The Utah Attorney General plans to seek a rehearing, contending the court based its ruling on a legal issue that had not been the focus of the appeal.
"The primary issue before the Court of Appeals was whether [the poaching defendant] was an Indian for the purposes of criminal jurisdiction," said Joanne Slotnik, an assistant attorney general assigned to the case. "Instead of answering this question, the Court of Appeals focused on who the victim was, an issue that was not fully briefed by the parties."

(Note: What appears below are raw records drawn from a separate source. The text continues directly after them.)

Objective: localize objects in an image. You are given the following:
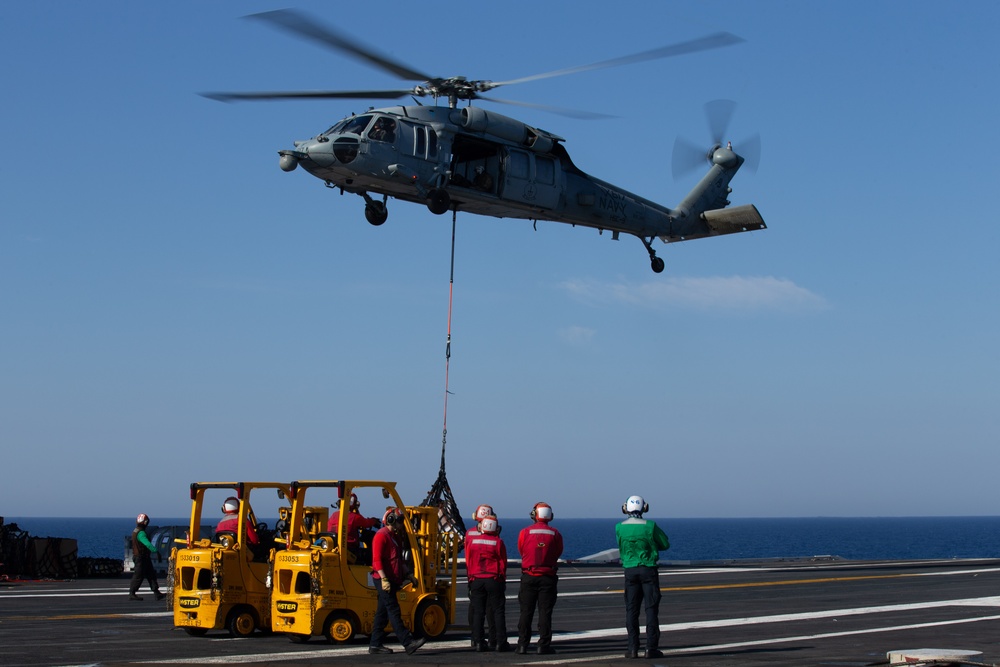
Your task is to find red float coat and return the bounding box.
[517,521,562,577]
[215,514,260,544]
[372,526,406,585]
[465,530,507,581]
[326,510,378,549]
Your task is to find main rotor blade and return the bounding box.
[198,89,413,102]
[246,9,434,81]
[477,97,617,120]
[491,32,745,87]
[671,137,708,181]
[705,100,736,144]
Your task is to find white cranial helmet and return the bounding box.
[222,496,240,514]
[479,515,500,535]
[472,505,493,521]
[531,503,555,523]
[622,496,649,514]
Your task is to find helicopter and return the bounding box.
[201,9,766,273]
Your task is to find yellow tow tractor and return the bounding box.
[169,482,291,637]
[271,480,460,644]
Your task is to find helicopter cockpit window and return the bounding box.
[340,115,372,135]
[535,155,556,185]
[368,118,396,144]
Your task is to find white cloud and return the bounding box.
[559,276,827,311]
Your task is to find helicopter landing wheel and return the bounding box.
[365,201,389,227]
[427,188,451,215]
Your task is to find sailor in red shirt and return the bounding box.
[326,493,381,565]
[215,496,260,545]
[515,503,562,654]
[368,507,427,654]
[463,505,500,648]
[465,515,510,651]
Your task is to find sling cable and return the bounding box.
[421,210,465,538]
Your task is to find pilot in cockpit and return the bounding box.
[368,118,396,144]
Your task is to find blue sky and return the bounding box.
[0,0,1000,517]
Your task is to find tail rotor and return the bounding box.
[672,100,760,180]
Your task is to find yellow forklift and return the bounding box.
[168,482,291,637]
[271,480,461,644]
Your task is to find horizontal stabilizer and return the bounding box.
[660,204,767,243]
[701,204,767,234]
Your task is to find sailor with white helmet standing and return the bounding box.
[615,496,670,658]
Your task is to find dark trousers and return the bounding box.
[625,565,660,651]
[469,579,507,647]
[370,579,413,646]
[468,581,498,646]
[517,574,559,647]
[128,556,160,595]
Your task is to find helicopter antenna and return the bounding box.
[422,210,465,538]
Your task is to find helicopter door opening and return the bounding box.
[503,148,562,208]
[451,134,500,195]
[399,121,438,161]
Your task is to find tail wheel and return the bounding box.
[365,201,389,227]
[226,607,257,637]
[413,598,448,639]
[427,188,451,215]
[323,614,357,644]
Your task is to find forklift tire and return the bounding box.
[413,598,448,639]
[323,613,357,644]
[226,606,257,637]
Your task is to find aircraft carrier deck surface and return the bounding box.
[0,558,1000,667]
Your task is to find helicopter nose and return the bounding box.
[278,151,299,171]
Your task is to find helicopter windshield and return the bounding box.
[333,114,372,136]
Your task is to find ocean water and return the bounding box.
[5,516,1000,561]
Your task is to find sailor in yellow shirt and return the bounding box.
[615,496,670,658]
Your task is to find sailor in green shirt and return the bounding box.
[615,496,670,658]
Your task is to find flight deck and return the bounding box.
[0,558,1000,667]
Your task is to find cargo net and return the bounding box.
[421,468,465,541]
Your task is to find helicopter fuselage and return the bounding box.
[279,105,764,271]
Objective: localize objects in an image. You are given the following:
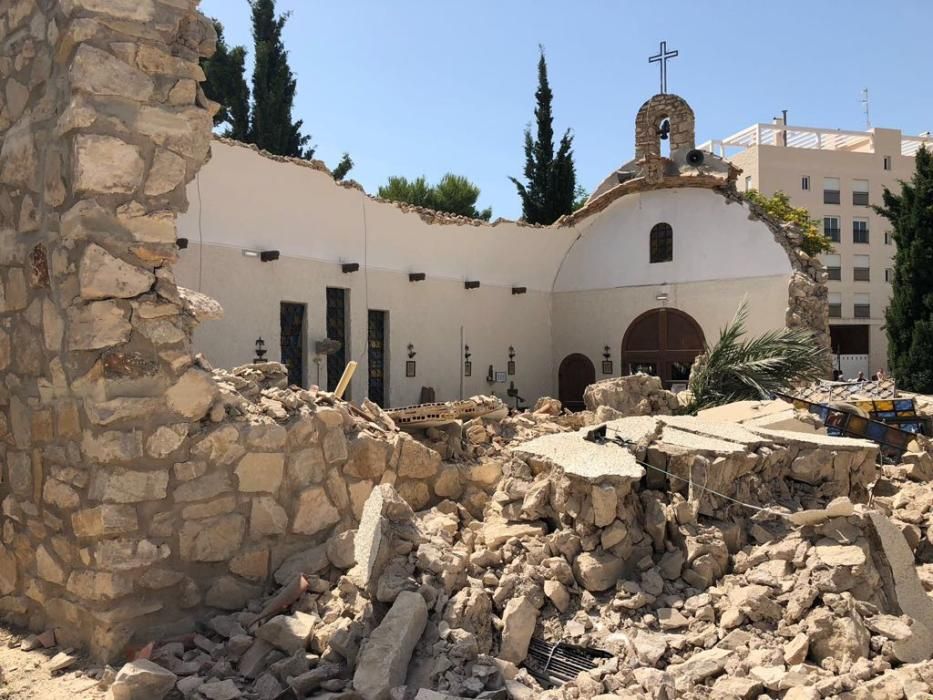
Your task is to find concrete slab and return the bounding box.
[661,416,771,450]
[746,426,878,450]
[513,430,645,482]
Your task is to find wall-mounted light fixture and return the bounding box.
[405,343,418,377]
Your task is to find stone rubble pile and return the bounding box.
[67,388,933,700]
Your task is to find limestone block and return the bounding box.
[175,469,233,503]
[146,423,188,459]
[68,301,133,350]
[81,430,143,464]
[36,544,68,585]
[74,135,145,194]
[94,539,172,571]
[108,656,178,700]
[396,433,441,479]
[165,369,219,421]
[66,569,133,601]
[78,243,155,299]
[288,445,326,488]
[0,546,17,596]
[292,486,340,535]
[499,596,538,664]
[69,44,154,102]
[353,591,428,700]
[256,611,321,654]
[88,467,168,503]
[204,576,262,608]
[249,496,288,538]
[145,149,186,197]
[42,479,81,510]
[236,452,285,493]
[573,552,625,593]
[0,118,39,192]
[62,0,155,22]
[178,513,246,561]
[71,504,139,537]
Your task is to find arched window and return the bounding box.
[651,223,674,263]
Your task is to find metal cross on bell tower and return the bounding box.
[648,41,678,95]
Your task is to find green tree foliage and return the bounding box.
[875,148,933,394]
[201,19,249,141]
[249,0,314,159]
[377,173,492,221]
[509,47,577,225]
[745,190,833,256]
[330,153,353,182]
[689,300,826,412]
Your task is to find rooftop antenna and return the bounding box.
[859,88,871,131]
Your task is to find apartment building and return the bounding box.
[700,123,933,378]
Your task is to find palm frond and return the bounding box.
[690,300,825,411]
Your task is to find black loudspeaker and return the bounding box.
[687,148,706,166]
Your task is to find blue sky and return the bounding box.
[201,0,933,218]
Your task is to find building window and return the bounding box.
[823,254,842,282]
[852,255,871,282]
[852,294,871,318]
[327,287,350,396]
[829,292,842,318]
[650,224,674,263]
[852,180,868,207]
[852,219,868,243]
[823,177,839,204]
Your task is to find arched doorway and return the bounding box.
[557,352,596,411]
[622,308,704,388]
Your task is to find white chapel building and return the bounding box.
[175,94,826,407]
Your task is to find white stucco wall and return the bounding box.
[175,142,791,406]
[554,188,791,292]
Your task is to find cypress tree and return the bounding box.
[875,148,933,394]
[249,0,314,159]
[509,47,577,225]
[201,19,249,141]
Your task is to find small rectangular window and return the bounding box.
[852,219,868,243]
[852,180,868,207]
[852,255,871,282]
[823,177,839,204]
[852,294,871,318]
[649,223,674,263]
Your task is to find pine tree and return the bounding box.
[875,148,933,394]
[509,47,577,225]
[249,0,314,159]
[201,19,249,141]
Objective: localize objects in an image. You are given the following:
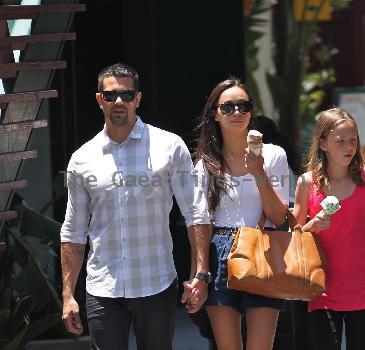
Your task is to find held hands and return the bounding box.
[302,210,332,232]
[62,297,84,335]
[181,278,208,313]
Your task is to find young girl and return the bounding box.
[192,79,289,350]
[294,108,365,350]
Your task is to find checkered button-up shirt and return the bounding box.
[61,118,199,298]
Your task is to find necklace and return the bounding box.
[224,175,243,227]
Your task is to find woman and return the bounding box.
[192,79,289,350]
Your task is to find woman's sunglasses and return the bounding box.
[217,101,253,115]
[101,90,136,102]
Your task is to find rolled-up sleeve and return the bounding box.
[193,160,213,224]
[170,137,194,227]
[61,156,90,244]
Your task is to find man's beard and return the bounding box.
[109,113,128,126]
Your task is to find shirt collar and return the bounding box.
[102,116,146,148]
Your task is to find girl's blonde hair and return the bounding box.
[307,108,364,191]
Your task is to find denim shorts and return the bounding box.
[205,229,286,313]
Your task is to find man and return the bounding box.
[61,63,208,350]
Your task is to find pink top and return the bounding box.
[309,178,365,311]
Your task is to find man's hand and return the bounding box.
[62,297,84,335]
[181,278,208,313]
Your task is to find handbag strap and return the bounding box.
[257,209,300,231]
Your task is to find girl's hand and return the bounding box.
[245,150,265,179]
[302,210,332,233]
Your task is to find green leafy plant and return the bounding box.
[0,197,72,350]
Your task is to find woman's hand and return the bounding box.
[302,210,332,233]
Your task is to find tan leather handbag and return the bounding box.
[227,210,326,300]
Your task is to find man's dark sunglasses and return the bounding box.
[217,101,253,115]
[101,90,136,102]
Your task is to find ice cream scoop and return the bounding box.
[247,130,262,156]
[321,196,341,215]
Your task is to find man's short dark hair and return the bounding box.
[98,63,139,91]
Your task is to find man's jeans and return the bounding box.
[86,280,177,350]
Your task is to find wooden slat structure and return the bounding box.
[0,0,86,221]
[0,33,76,50]
[0,211,18,221]
[0,119,48,134]
[0,90,58,104]
[0,61,67,79]
[0,150,37,162]
[0,4,86,20]
[0,180,28,191]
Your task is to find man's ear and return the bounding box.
[95,92,103,109]
[319,137,327,152]
[136,91,142,108]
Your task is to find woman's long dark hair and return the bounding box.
[195,78,254,212]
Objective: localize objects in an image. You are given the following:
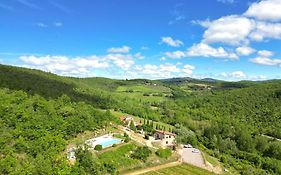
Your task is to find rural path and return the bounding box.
[180,148,207,169]
[119,126,157,149]
[123,161,182,175]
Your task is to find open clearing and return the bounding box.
[138,164,214,175]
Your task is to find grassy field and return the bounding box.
[115,84,171,102]
[116,85,171,93]
[98,144,142,170]
[141,164,214,175]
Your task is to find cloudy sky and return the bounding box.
[0,0,281,81]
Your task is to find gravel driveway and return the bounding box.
[181,148,206,169]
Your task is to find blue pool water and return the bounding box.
[100,138,121,148]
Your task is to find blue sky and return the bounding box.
[0,0,281,81]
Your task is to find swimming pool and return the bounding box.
[100,138,121,148]
[86,135,122,149]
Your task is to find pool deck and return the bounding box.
[85,134,121,149]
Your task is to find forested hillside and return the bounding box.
[0,65,281,174]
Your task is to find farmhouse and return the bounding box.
[154,130,177,146]
[119,116,141,127]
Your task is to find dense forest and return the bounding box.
[0,65,281,175]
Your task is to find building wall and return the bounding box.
[154,133,175,146]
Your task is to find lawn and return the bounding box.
[98,143,141,170]
[116,85,171,102]
[144,164,214,175]
[116,85,171,93]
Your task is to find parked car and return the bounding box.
[192,149,200,153]
[183,144,193,148]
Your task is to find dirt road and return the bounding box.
[123,161,181,175]
[181,148,207,169]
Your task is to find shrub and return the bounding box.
[144,134,149,140]
[124,136,131,143]
[94,145,102,151]
[155,148,172,159]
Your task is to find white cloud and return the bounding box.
[217,0,236,4]
[107,46,131,53]
[160,57,167,61]
[187,43,236,60]
[250,22,281,41]
[165,51,186,59]
[219,71,267,80]
[134,52,145,60]
[244,0,281,21]
[258,50,273,57]
[161,37,183,47]
[36,22,48,27]
[182,64,195,76]
[200,15,255,45]
[17,0,41,10]
[250,57,281,67]
[230,71,246,78]
[127,63,195,79]
[220,71,247,79]
[104,54,135,70]
[236,46,256,56]
[54,22,63,27]
[19,55,109,75]
[141,46,149,50]
[191,19,212,28]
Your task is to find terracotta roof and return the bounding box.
[119,116,126,121]
[156,130,177,136]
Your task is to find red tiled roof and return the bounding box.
[156,130,177,136]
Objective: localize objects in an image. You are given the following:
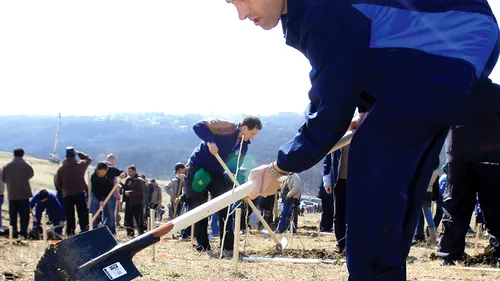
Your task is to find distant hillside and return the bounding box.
[0,113,321,195]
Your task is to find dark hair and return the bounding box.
[240,116,262,131]
[38,189,49,200]
[14,147,24,157]
[96,162,108,170]
[175,163,186,172]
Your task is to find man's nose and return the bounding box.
[235,2,248,20]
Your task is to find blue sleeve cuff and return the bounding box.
[323,174,332,187]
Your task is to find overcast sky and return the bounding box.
[0,0,500,115]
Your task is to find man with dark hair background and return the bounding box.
[2,147,35,238]
[30,189,64,235]
[186,116,262,255]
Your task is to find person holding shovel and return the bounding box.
[165,163,186,220]
[186,116,262,256]
[90,162,127,234]
[227,0,499,281]
[30,189,65,235]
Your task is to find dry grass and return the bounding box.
[0,153,500,281]
[0,214,500,281]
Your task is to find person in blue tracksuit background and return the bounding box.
[234,0,499,281]
[30,189,65,235]
[186,116,262,252]
[318,149,341,232]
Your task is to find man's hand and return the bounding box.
[325,185,332,194]
[248,165,280,200]
[347,112,368,131]
[207,142,219,156]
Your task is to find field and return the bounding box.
[0,153,500,281]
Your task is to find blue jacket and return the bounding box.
[30,191,65,221]
[318,149,342,198]
[277,0,498,172]
[188,120,250,174]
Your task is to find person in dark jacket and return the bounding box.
[56,146,92,236]
[323,145,349,253]
[30,189,65,235]
[2,147,35,238]
[0,170,5,232]
[318,149,342,232]
[239,0,499,281]
[123,165,146,237]
[186,116,262,251]
[90,162,126,234]
[438,79,500,265]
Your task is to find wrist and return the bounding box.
[269,161,292,182]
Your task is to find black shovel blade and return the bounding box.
[35,226,141,281]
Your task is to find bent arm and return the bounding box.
[277,1,371,173]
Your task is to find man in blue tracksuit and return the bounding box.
[30,189,64,235]
[318,149,341,232]
[186,116,262,254]
[231,0,499,281]
[437,79,500,265]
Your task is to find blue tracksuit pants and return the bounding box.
[346,102,448,281]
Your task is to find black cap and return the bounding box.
[66,146,76,158]
[175,162,186,172]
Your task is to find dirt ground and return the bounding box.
[0,214,500,281]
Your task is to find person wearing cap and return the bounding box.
[104,153,124,226]
[165,163,186,220]
[165,162,193,239]
[186,116,262,254]
[0,166,5,231]
[90,162,126,234]
[56,146,92,236]
[2,147,35,238]
[227,0,499,281]
[30,189,64,235]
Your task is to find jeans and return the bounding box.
[63,192,89,235]
[210,213,219,236]
[90,196,116,234]
[277,198,295,233]
[180,198,193,238]
[9,199,30,238]
[0,195,4,228]
[422,207,436,228]
[125,202,144,236]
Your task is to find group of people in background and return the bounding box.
[0,99,500,264]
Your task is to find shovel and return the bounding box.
[34,132,352,281]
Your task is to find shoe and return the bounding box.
[222,250,234,259]
[467,226,476,234]
[193,244,212,253]
[335,245,345,254]
[443,259,455,266]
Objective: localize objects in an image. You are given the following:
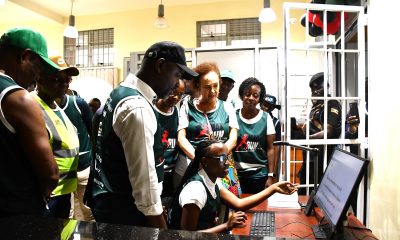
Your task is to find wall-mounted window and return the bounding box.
[64,28,114,67]
[197,18,261,47]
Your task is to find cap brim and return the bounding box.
[60,67,79,76]
[39,55,61,75]
[176,63,199,79]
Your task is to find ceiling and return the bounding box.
[0,0,236,24]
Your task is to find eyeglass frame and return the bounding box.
[204,154,229,164]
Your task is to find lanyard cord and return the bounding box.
[204,113,214,139]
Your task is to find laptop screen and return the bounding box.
[314,148,368,227]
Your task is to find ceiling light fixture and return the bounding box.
[64,0,78,38]
[258,0,276,23]
[154,0,168,29]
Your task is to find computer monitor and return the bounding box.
[314,148,369,238]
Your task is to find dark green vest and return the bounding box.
[154,107,179,166]
[93,86,164,198]
[168,174,221,230]
[186,99,229,148]
[0,74,45,218]
[233,109,268,178]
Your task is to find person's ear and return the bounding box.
[19,49,34,63]
[154,58,166,73]
[200,157,208,168]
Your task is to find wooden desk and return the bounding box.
[232,194,378,239]
[232,194,318,238]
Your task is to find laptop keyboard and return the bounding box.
[250,211,275,237]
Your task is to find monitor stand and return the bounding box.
[311,221,344,240]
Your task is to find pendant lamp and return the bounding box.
[154,0,168,29]
[258,0,276,23]
[64,0,78,38]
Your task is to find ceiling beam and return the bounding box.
[9,0,67,25]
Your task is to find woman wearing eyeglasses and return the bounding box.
[173,62,238,192]
[233,78,277,193]
[168,140,297,233]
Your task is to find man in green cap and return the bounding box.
[0,28,58,217]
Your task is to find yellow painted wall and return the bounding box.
[0,19,65,55]
[0,0,306,81]
[368,0,400,239]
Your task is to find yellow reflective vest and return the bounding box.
[32,94,79,196]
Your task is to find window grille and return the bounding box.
[197,18,261,47]
[64,28,114,68]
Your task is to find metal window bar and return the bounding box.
[282,0,366,217]
[196,18,261,47]
[64,28,114,67]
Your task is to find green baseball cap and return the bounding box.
[0,28,60,75]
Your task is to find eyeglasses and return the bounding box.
[54,76,72,84]
[206,154,228,164]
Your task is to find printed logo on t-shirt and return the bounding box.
[236,134,260,152]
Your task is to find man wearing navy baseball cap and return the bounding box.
[88,41,198,228]
[0,28,59,217]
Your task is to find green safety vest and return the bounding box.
[32,94,79,196]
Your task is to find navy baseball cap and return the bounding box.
[144,41,199,79]
[310,72,324,88]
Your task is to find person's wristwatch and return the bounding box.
[268,173,276,178]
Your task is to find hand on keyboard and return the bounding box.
[272,181,297,195]
[227,212,247,230]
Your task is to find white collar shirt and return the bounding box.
[113,74,163,216]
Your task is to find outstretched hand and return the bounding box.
[272,181,298,195]
[226,211,247,229]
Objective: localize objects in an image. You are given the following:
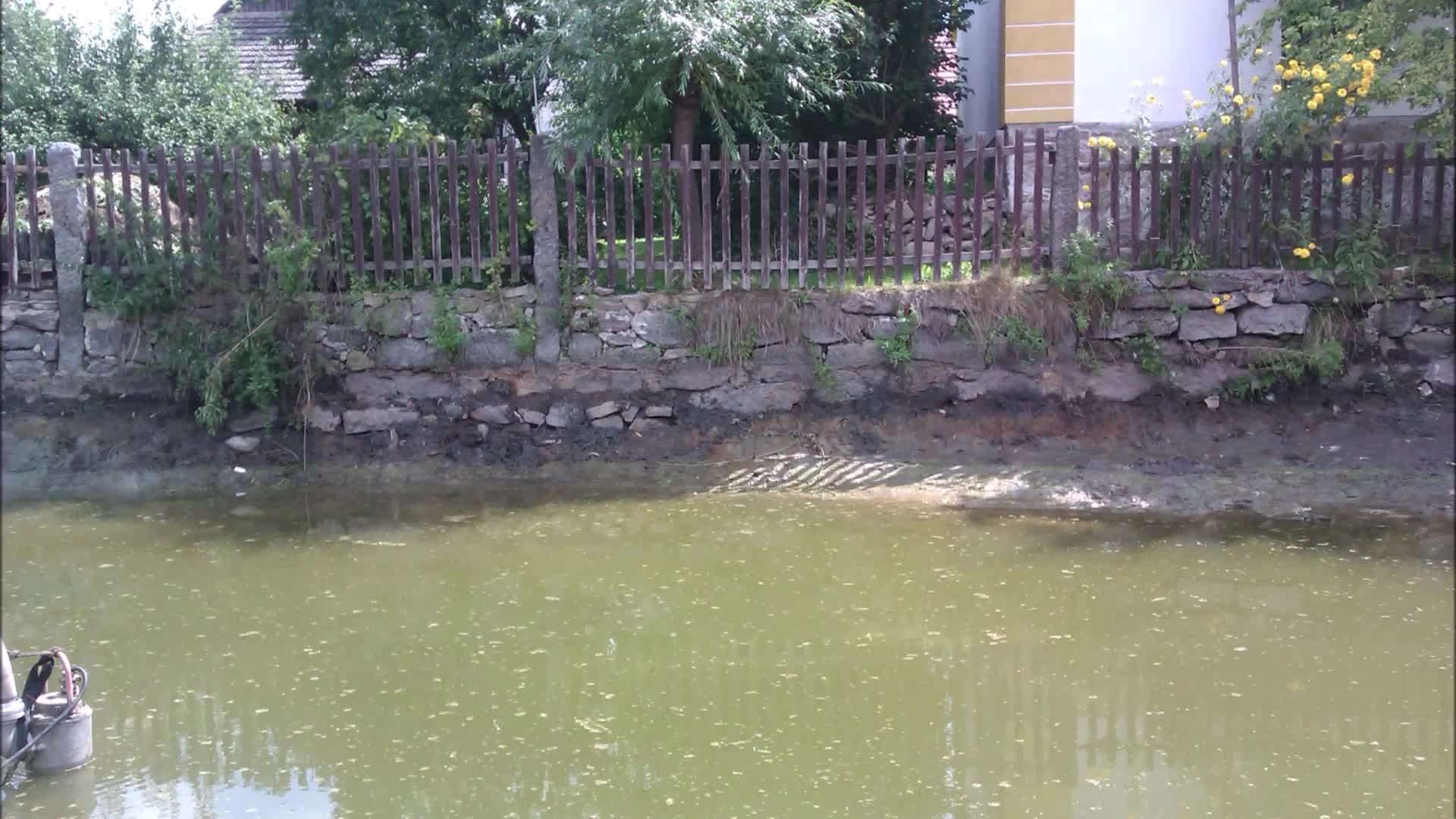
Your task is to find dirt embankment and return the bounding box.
[0,384,1456,516]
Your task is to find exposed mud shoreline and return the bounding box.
[0,381,1456,519]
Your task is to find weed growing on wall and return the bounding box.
[84,202,320,433]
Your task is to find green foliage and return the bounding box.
[84,202,318,433]
[689,325,758,364]
[0,0,285,150]
[1050,228,1133,332]
[804,341,839,392]
[526,0,864,147]
[875,307,920,367]
[288,0,546,143]
[429,288,466,363]
[1239,0,1456,155]
[1121,331,1169,379]
[511,307,537,359]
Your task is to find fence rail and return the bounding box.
[0,128,1456,290]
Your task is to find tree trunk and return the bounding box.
[671,93,703,284]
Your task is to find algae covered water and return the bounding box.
[0,485,1456,817]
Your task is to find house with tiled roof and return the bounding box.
[212,0,309,102]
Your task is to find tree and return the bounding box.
[1241,0,1456,153]
[533,0,864,147]
[288,0,544,141]
[795,0,984,141]
[0,0,285,150]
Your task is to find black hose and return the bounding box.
[0,666,86,787]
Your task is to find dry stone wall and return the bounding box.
[0,270,1456,436]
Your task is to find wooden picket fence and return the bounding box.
[0,128,1456,291]
[1079,141,1456,268]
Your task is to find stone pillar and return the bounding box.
[46,143,86,376]
[1051,125,1082,270]
[530,134,562,364]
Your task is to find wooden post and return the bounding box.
[532,134,560,366]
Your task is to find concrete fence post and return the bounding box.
[529,134,570,364]
[46,143,86,375]
[1051,125,1082,270]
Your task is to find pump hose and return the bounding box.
[0,666,86,787]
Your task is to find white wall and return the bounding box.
[1072,0,1272,122]
[956,0,1002,134]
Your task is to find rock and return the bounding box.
[1086,310,1176,338]
[303,403,340,433]
[684,381,808,410]
[470,403,518,427]
[1370,302,1421,338]
[344,406,419,436]
[597,331,642,347]
[910,328,986,367]
[1398,329,1456,359]
[344,350,374,373]
[1235,288,1274,307]
[546,400,587,430]
[632,310,693,348]
[0,305,61,332]
[1426,356,1456,386]
[80,310,133,356]
[369,302,415,338]
[839,291,900,316]
[228,406,278,433]
[801,324,846,344]
[464,329,522,367]
[223,436,264,452]
[1235,305,1309,335]
[824,341,886,367]
[344,372,456,403]
[1087,362,1157,400]
[566,332,601,362]
[1178,307,1235,341]
[658,359,734,392]
[378,334,446,370]
[597,310,632,332]
[587,400,619,421]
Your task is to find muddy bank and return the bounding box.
[0,386,1456,517]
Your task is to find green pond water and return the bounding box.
[0,485,1456,819]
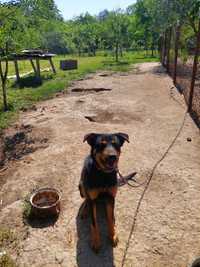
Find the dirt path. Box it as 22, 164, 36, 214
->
0, 63, 200, 267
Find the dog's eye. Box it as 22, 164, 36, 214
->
101, 140, 108, 146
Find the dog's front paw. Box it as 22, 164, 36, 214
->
110, 235, 119, 248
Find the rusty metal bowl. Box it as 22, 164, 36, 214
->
30, 188, 61, 218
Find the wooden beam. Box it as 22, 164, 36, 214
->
30, 59, 37, 75
49, 57, 56, 74
14, 60, 20, 82
188, 19, 200, 112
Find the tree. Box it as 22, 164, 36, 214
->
0, 1, 18, 111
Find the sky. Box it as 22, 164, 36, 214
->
55, 0, 135, 19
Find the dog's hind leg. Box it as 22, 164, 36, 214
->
80, 199, 90, 219
90, 200, 101, 253
106, 196, 119, 247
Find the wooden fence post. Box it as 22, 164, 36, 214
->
188, 19, 200, 112
162, 30, 167, 67
167, 27, 172, 72
14, 59, 20, 82
173, 25, 181, 85
30, 59, 37, 75
49, 57, 56, 74
36, 58, 41, 80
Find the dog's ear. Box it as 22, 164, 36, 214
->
83, 133, 98, 146
115, 133, 130, 146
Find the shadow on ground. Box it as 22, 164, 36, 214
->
76, 203, 114, 267
25, 215, 58, 229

Slotnik said the court erred in "using the term 'Indian Country' in a very broad way. It is understandable that they misunderstood the law in this area because it is extremely complex and they did not have the benefit of a full briefing."
The ruling by the three-judge panel stems from the 8th District Court conviction of Rickie L. Reber for aiding in the killing of a trophy mule buck in 2002 on Uintah County land that is part of Indian Country, although outside Ute Tribal Lands and is managed by the state.
Reber lacked a permit, license and a tag for the animal, according to state wildlife law enforcement officials. Reber contended his case should be dismissed because he is an Indian and was on Indian lands.
In a separate but similar poaching case, defendants Tex William Atkins and Steven Paul Thunehorst agreed to abide by whatever ruling came in the Reber case, according to the court of appeals.
Attorneys representing the Ute Indian Tribe were unavailable for comment.